Inter, terremoto Gasperini: “Non hanno capito il mio calcio”

Da leggere tutta d’un fiato l’intervista di Gian Piero Gasperini uscita questa mattina sulla Gazzetta dello Sport. Noi di direttaradio.it ve ne diamo qualche assaggio, commentandola.

Dal mercato, al modulo, alla gestione dei giocatori. Non c’è nulla della breve epoca-Gasperini che sia andato a genio all’ex tecnico nerazzurro.

“Moratti mi spiegò del fair-play finanziario, che sarebbe dovuto partire un pezzo grosso, ma che Eto’o sarebbe rimasto. Io volevo Palacio, con il tridente Milito-Palacio-Eto’o avrei sfidato il mondo”. Si capisce molto bene da queste affermazioni che il ‘pezzo grosso’ che sarebbe dovuto partire per Gasperini era Sneijder, che non rientrava nel suo credo tattico.

Gasperini afferma di aver chiesto alla società un attaccante (Palacio), un centrocampista e un difensore, visto che la difesa era il reparto meno giovane.

“Mi piaceva Nainggolan, ma non era ritenuto da Inter. Fui accontentato almeno con Thiago Motta, a cui l’Inter aveva chiesto di trovarsi una squadra, e con Milito, che ha rifiutato una grande offerta. Volevo tre acquisti, non nove come poi ha fatto l’Inter: alla faccia del fair-play”.

Dichiarazioni pesanti, che criticano ferocemente la linea della società nella campagna acquisti estivi. La ricerca di giocatori forti ma poco abbordabili per la situazione economica nerazzurra, ha distolto alla fine da quelli che erano i piani del tecnico, che infatti è durato poco.

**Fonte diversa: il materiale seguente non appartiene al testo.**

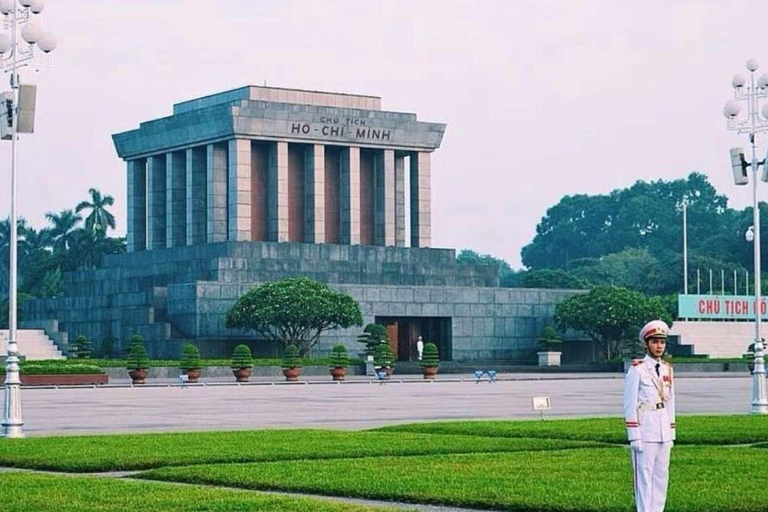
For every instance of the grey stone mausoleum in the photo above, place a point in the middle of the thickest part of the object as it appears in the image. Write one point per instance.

“Ero pronto a lanciare giovani come Coutinho e Castaignos, ma allora perché prendere Zarate e Forlan che li chiudono?”

Col senno di poi, il Gasp aveva ragione. Zarate, non pervenuto. Forlan, sempre infortunato. Ma ancor più clamorose sono le dichiarazioni che l’allenatore rilascia su Balotelli.

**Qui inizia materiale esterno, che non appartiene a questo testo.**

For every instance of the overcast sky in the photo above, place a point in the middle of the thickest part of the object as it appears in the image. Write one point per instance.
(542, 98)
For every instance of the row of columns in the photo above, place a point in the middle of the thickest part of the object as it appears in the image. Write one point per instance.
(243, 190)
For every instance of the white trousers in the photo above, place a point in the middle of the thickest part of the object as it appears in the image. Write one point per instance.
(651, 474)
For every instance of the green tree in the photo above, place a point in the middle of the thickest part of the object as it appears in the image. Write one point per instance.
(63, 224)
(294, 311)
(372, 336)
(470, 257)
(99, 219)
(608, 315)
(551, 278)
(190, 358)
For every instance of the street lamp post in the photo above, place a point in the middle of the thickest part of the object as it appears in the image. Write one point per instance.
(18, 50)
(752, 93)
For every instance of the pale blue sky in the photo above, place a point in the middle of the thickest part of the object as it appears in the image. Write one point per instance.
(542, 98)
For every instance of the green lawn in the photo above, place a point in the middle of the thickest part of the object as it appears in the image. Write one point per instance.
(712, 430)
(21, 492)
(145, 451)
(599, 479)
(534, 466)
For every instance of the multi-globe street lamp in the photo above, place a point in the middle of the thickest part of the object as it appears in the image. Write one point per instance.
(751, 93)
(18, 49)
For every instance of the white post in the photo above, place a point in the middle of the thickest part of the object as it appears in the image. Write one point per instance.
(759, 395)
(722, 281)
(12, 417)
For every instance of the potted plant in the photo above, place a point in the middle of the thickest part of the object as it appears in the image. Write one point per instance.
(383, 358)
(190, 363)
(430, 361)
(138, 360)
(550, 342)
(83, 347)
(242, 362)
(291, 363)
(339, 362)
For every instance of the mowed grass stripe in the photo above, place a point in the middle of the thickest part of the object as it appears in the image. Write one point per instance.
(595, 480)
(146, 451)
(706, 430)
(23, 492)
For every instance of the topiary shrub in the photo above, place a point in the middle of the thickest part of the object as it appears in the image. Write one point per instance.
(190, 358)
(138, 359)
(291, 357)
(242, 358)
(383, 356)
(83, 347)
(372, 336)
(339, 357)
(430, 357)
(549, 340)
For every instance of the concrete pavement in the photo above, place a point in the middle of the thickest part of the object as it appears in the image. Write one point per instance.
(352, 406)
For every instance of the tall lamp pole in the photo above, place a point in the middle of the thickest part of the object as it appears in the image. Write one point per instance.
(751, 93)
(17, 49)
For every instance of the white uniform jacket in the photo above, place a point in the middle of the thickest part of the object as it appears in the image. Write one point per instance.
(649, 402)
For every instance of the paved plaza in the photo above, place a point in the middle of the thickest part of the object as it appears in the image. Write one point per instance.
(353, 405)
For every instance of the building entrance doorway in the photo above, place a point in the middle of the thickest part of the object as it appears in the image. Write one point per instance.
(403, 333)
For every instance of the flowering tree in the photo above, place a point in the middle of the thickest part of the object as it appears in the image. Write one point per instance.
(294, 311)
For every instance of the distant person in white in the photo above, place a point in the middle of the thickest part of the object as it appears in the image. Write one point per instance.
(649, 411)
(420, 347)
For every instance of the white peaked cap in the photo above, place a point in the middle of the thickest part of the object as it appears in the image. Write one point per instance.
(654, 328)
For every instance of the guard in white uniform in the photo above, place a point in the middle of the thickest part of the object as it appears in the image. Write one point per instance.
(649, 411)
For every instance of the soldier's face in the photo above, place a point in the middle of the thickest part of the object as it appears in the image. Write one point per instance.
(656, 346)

“A Dublino Moratti mi parlò della possibilità di riprendere Mario. Forse aveva parlato con Mancini. Mi spiegò però che eravamo i soli all’Inter a volerlo. Presidente e allenatore: pensavo bastasse”.

In una grande squadra, se un giocatore non è ben accolto nello spogliatoio, sono noti a tutti i problemi che può creare. E Balotelli non si era di certo lasciato bene con lo spogliatoio dell’Inter. Forse il pensiero di Gasperini si è rivelato, in questa situazione, un po’ troppo all’antica.

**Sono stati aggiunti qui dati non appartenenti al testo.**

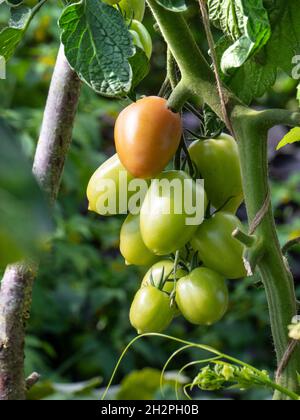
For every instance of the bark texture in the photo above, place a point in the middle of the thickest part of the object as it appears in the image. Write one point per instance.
(17, 283)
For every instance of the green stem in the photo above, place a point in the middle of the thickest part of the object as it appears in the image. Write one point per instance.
(250, 128)
(195, 71)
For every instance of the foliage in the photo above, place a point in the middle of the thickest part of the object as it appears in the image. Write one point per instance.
(79, 321)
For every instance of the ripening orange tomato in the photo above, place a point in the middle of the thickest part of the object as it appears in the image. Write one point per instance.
(147, 135)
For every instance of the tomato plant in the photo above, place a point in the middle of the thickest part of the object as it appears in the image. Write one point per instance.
(202, 296)
(147, 135)
(254, 41)
(218, 163)
(151, 310)
(217, 248)
(104, 187)
(133, 9)
(132, 246)
(111, 2)
(163, 271)
(163, 228)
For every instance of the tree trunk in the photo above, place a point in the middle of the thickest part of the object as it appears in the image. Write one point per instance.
(17, 283)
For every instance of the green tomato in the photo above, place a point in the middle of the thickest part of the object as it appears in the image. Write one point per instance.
(105, 187)
(133, 9)
(202, 296)
(166, 225)
(132, 246)
(141, 37)
(218, 163)
(151, 310)
(164, 267)
(217, 248)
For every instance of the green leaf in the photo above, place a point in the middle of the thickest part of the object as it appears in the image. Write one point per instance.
(292, 137)
(25, 220)
(173, 5)
(98, 46)
(259, 73)
(140, 66)
(11, 36)
(246, 22)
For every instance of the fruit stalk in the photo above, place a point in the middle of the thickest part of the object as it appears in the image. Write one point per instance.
(251, 137)
(17, 283)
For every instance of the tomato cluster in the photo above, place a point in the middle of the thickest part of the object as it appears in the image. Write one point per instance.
(188, 264)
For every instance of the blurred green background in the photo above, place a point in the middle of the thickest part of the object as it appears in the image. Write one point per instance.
(79, 323)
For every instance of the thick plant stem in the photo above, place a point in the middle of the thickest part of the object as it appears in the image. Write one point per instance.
(274, 271)
(17, 283)
(250, 129)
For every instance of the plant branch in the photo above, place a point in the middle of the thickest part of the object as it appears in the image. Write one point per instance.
(211, 43)
(270, 117)
(195, 71)
(250, 128)
(17, 283)
(285, 360)
(289, 245)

Dal mercato, Gasp ha analizzato la differenza di vedute tra il suo credo tattico e la società, che, a detta dell’ex tecnico del Genoa, ha ridotto tutto alla difesa a tre.

“Dicevo alla squadra di rubare palla e non aspettare che la perdessero gli altri, ma loro avevano paura degli spazi che si lasciavano dietro e scappavano”.

Secondo Gasperini il rapporto con i giocatori era ottimo, ma si sono fatti trascinare dallo scetticismo dell’ambiente: emblematica la partita di Novara.

Chiusura con frecciata molto pesante a Moratti e alla società Inter: “Il calcio è evoluzione, chi resta fermo a ripetere le cose che ha sempre fatto è antico”.

All’Inter del dopo Mou, contano più i tecnici esonerati che quello che siede in panchina. Da Benitez, a Leonardo, a Gasperini. L’estate prossima, conteranno anche le dichiarazioni di Claudio Ranieri?